Clinton Rejects Call for Outside Gulf Illness Probe

Military: Veterans urge special study of issue. President extends life of panel and asks it to exercise oversight of Pentagon's efforts.

By ART PINE, PAUL RICHTER, Times Staff Writers

     WASHINGTON--President Clinton on Tuesday rejected demands by veterans for an outside agency to take over the Defense Department's investigation of Persian Gulf War illnesses, instead extending the life of a presidential advisory panel so it can keep watch over the Pentagon's efforts.

      Clinton also endorsed a proposal by Veterans Affairs Secretary Jesse Brown to allow Gulf War veterans more than two years to document their ailments and still qualify for access to VA disability benefits. Some veterans of the war have said that their symptoms did not show up until too late.

      The compromise gestures came after the presidential advisory commission, which is made up of a dozen physicians and scientists, issued a report concluding that nerve gas exposure during the 1991 war was unlikely to have caused any of the ailments suffered by veterans.

     Although the panel criticized the Pentagon for failing to take the issue seriously until recently, the report said that the Defense Department and the VA have provided good medical care to the veterans and now appear to be investigating the problem in earnest.

     Neither the panel's findings nor Clinton's decision to ask the group to exercise "oversight" of the Pentagon's efforts was a surprise. The committee, which studied the issue for 19 months, had signaled its conclusions in a draft report two months ago.

     Clinton promised a veterans group Tuesday that, despite some shaky starts, "we will not stop until we have done all we can to care for our Gulf War veterans, to find out why they are sick and to help to make them healthy" again. "We are on the right track," he asserted.

     Nevertheless, Persian Gulf veterans' organizations were critical of the report, dismissing it as incomplete and calling for another independent study of the issue, possibly by a special prosecutor equipped with subpoena powers.
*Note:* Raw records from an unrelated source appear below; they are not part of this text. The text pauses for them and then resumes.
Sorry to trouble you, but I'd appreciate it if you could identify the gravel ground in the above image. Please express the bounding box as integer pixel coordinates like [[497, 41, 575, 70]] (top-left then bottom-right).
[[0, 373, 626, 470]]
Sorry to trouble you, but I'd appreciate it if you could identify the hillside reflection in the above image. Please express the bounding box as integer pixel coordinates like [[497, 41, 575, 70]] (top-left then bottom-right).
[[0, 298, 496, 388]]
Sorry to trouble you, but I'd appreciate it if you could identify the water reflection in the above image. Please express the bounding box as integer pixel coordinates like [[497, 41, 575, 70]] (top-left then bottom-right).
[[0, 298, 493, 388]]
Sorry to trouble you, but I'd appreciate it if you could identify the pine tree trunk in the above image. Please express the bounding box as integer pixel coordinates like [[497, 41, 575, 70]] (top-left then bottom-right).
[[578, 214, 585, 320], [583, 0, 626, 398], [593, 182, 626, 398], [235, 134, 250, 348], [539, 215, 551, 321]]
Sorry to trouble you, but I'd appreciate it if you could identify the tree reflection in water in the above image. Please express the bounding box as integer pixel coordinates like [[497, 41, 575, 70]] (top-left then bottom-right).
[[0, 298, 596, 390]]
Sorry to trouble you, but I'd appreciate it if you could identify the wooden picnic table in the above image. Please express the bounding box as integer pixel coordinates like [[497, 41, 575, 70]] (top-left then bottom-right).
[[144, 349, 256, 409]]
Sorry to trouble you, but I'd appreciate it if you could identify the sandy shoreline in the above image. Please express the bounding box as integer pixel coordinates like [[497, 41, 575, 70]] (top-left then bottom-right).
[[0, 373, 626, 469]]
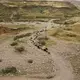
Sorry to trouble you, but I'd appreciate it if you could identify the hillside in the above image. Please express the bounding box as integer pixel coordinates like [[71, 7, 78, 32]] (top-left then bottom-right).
[[0, 0, 80, 22]]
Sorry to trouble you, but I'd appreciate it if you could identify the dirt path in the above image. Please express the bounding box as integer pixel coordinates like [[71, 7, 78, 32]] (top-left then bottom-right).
[[0, 19, 73, 80]]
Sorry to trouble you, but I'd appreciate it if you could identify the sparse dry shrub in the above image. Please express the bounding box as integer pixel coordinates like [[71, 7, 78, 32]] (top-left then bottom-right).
[[10, 42, 18, 46], [15, 46, 25, 53], [0, 67, 17, 75]]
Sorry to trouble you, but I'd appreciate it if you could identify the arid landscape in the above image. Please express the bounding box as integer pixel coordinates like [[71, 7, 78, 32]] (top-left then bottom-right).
[[0, 0, 80, 80]]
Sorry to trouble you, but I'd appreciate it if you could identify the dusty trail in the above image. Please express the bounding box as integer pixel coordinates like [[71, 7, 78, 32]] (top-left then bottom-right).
[[0, 19, 74, 80]]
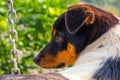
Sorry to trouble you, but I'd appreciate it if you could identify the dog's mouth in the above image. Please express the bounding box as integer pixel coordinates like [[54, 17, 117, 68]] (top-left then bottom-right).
[[56, 63, 65, 68]]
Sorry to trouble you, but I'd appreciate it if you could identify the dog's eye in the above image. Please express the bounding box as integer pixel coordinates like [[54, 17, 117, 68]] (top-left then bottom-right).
[[55, 35, 64, 42]]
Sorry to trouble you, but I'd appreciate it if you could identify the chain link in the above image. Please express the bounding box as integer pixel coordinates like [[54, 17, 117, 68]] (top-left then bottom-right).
[[7, 0, 20, 74]]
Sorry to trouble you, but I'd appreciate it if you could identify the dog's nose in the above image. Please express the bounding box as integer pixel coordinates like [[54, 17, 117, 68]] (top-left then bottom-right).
[[33, 55, 39, 64]]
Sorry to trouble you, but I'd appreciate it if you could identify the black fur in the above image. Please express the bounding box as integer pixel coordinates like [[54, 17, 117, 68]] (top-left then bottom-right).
[[93, 58, 120, 80]]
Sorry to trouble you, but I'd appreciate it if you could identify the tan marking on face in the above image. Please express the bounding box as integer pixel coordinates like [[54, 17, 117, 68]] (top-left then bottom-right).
[[53, 29, 56, 36], [40, 43, 78, 68]]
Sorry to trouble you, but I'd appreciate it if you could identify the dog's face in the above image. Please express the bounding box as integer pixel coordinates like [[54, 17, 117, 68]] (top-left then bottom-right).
[[34, 5, 115, 68], [34, 6, 94, 68]]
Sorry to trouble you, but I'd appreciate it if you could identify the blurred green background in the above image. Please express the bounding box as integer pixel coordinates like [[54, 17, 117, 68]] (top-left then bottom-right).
[[0, 0, 120, 74]]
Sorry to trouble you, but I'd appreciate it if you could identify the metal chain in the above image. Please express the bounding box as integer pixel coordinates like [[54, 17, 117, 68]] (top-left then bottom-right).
[[7, 0, 20, 74]]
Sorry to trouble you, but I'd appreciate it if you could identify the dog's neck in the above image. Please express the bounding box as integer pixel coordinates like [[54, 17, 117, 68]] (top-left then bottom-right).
[[59, 18, 120, 80]]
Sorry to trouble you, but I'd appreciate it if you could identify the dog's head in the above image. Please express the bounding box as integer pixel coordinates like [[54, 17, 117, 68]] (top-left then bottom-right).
[[34, 4, 118, 68]]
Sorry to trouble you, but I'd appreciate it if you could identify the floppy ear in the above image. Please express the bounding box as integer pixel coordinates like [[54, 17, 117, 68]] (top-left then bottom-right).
[[65, 9, 94, 34]]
     "We are very disappointed," said Chris Kornkven, spokesman for the National Gulf War Resource Center, a coalition of 24 veterans groups. He said that the panel had "done a great disservice to . . . veterans of the Gulf War . . . who claim they are sick."

     Separately, Sen. Tom Harkin (D-Iowa) disclosed the results of a survey of about 2,000 Persian Gulf veterans in Iowa suggesting that they were as much as three times more likely to suffer one or more symptoms than service members who were not in the 1991 war.
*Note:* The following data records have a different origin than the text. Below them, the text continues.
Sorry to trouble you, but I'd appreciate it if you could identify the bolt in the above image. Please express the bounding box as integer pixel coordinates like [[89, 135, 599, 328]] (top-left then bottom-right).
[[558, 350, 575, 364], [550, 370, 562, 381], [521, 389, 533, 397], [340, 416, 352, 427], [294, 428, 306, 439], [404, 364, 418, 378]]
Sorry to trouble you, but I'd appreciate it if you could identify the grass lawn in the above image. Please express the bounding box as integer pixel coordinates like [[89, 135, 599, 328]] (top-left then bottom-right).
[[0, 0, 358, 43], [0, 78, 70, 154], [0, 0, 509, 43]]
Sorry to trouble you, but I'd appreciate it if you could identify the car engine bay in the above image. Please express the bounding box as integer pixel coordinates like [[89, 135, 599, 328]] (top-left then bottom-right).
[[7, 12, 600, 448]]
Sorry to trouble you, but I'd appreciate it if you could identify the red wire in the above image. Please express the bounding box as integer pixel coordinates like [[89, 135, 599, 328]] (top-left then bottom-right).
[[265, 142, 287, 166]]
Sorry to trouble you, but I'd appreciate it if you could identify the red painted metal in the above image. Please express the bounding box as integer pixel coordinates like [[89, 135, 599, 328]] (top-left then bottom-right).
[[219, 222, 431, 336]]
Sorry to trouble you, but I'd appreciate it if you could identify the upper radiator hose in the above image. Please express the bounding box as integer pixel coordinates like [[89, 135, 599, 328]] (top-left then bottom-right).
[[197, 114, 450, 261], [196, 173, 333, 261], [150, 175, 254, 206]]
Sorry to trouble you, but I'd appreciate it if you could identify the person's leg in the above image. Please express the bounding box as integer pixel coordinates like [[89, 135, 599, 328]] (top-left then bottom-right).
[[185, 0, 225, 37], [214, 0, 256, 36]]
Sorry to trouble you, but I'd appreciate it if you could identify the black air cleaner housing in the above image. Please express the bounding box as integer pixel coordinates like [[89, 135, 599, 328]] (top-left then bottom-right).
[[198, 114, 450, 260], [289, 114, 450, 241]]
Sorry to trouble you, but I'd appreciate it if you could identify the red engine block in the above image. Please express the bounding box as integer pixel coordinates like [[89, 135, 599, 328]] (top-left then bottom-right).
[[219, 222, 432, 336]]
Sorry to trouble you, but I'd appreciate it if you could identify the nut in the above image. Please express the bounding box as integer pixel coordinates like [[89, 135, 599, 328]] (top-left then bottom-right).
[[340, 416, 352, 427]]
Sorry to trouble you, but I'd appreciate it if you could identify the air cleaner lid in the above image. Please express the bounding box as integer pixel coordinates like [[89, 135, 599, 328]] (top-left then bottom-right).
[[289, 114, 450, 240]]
     However, outside analysts said that the study, conducted by the Centers for Disease Control and Prevention, was based on a telephone survey of veterans, without any opportunity for medical officials to confirm their illnesses.
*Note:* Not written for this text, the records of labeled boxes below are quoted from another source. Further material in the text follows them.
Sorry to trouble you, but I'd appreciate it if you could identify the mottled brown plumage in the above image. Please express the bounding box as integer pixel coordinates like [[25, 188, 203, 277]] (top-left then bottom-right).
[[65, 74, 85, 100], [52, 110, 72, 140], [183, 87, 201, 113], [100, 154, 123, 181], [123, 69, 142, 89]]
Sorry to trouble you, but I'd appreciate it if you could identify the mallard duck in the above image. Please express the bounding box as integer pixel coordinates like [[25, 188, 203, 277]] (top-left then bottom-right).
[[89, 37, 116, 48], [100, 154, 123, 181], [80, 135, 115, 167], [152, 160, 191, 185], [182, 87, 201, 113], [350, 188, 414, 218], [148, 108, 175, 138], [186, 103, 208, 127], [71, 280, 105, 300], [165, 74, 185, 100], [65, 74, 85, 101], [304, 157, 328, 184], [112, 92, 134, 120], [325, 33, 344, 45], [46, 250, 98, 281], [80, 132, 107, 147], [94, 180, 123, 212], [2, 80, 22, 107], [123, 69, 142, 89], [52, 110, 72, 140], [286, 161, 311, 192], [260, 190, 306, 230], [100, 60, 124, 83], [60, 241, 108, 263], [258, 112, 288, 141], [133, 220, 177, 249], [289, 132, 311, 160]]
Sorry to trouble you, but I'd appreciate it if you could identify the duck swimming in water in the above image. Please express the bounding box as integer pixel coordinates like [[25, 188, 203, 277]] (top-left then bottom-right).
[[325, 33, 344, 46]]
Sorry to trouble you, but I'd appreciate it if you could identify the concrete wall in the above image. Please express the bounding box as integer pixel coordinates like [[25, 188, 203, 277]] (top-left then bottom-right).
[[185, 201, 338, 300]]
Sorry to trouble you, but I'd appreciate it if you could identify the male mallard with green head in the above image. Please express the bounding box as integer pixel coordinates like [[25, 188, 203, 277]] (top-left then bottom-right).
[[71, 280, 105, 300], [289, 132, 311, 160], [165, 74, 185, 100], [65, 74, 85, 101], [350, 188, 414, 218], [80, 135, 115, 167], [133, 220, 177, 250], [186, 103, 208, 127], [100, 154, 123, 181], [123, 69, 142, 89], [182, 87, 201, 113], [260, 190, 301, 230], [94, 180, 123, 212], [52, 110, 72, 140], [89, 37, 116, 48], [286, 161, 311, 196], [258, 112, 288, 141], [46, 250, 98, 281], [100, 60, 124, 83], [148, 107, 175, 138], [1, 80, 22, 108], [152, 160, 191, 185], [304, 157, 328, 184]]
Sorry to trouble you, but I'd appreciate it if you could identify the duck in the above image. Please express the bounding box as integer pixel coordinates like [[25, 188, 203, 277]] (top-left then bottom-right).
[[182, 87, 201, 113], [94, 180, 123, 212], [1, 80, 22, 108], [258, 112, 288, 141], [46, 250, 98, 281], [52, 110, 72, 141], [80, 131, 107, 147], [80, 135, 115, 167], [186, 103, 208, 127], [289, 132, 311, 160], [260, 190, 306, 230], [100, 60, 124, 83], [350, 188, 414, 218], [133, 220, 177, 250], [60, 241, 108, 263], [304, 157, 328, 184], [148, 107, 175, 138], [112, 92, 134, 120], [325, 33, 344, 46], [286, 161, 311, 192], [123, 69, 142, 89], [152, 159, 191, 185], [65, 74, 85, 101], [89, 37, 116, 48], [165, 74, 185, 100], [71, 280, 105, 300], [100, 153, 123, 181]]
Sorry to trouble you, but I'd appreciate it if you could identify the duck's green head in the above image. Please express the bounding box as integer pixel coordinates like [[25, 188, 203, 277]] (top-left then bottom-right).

     The survey is to be included in a series of studies made public today by the Journal of the American Medical Assn. Officials said that the others, based on a mail survey of 240 naval reservists, would seek to link Gulf War illness to organophosphates exposure.

     The advisory committee report did little to resolve the mystery surrounding Gulf War illness. In all, 60,000 of the 697,000 U.S. troops who served in the Gulf War have complained of symptoms ranging from chronic fatigue to muscle aches and memory loss.

     The panel's findings were in line with those of four previous studies of the Gulf War illnesses, by the Pentagon, the veterans' department, the CDC and the prestigious U.S. Institute of Medicine, an arm of the National Academy of Sciences.

     As has been the case in the other studies, Tuesday's report concluded that, despite all the research, there is no current evidence that would link the symptoms to the contaminants encountered by soldiers during the U.S. intervention there.

     It also discounted as unlikely claims by veterans who say that their ailments were caused by exposure to a variety of chemical contaminants, from oil well fires in Kuwait to pyridostigmine bromide pills, which were given to U.S. soldiers to protect them against chemical weapons.

     However, the report urged the government to step up efforts to find out how many U.S. soldiers may have been exposed to nerve agents near Khamisiyah, where troops destroyed an Iraqi weapons bunker just after the war ended. The Pentagon is now investigating.

     As it has throughout its 19-month investigation, the committee criticized the Pentagon's initial handling of the Gulf War issue--particularly its refusal to investigate fully reports that U.S. troops may have been exposed to nerve agents at Khamisiyah.

     The 174-page report said that the panel had found "substantial evidence" of low-level exposure to chemical warfare agents at several sites in Iraq and Kuwait and said that the Pentagon's efforts to explain them so far had been "superficial" and "unlikely to provide credible answers."

     Nevertheless, Joyce C. Lashof, chairwoman of the panel, said that she had found "no evidence of a cover-up," as many Gulf War veterans have alleged.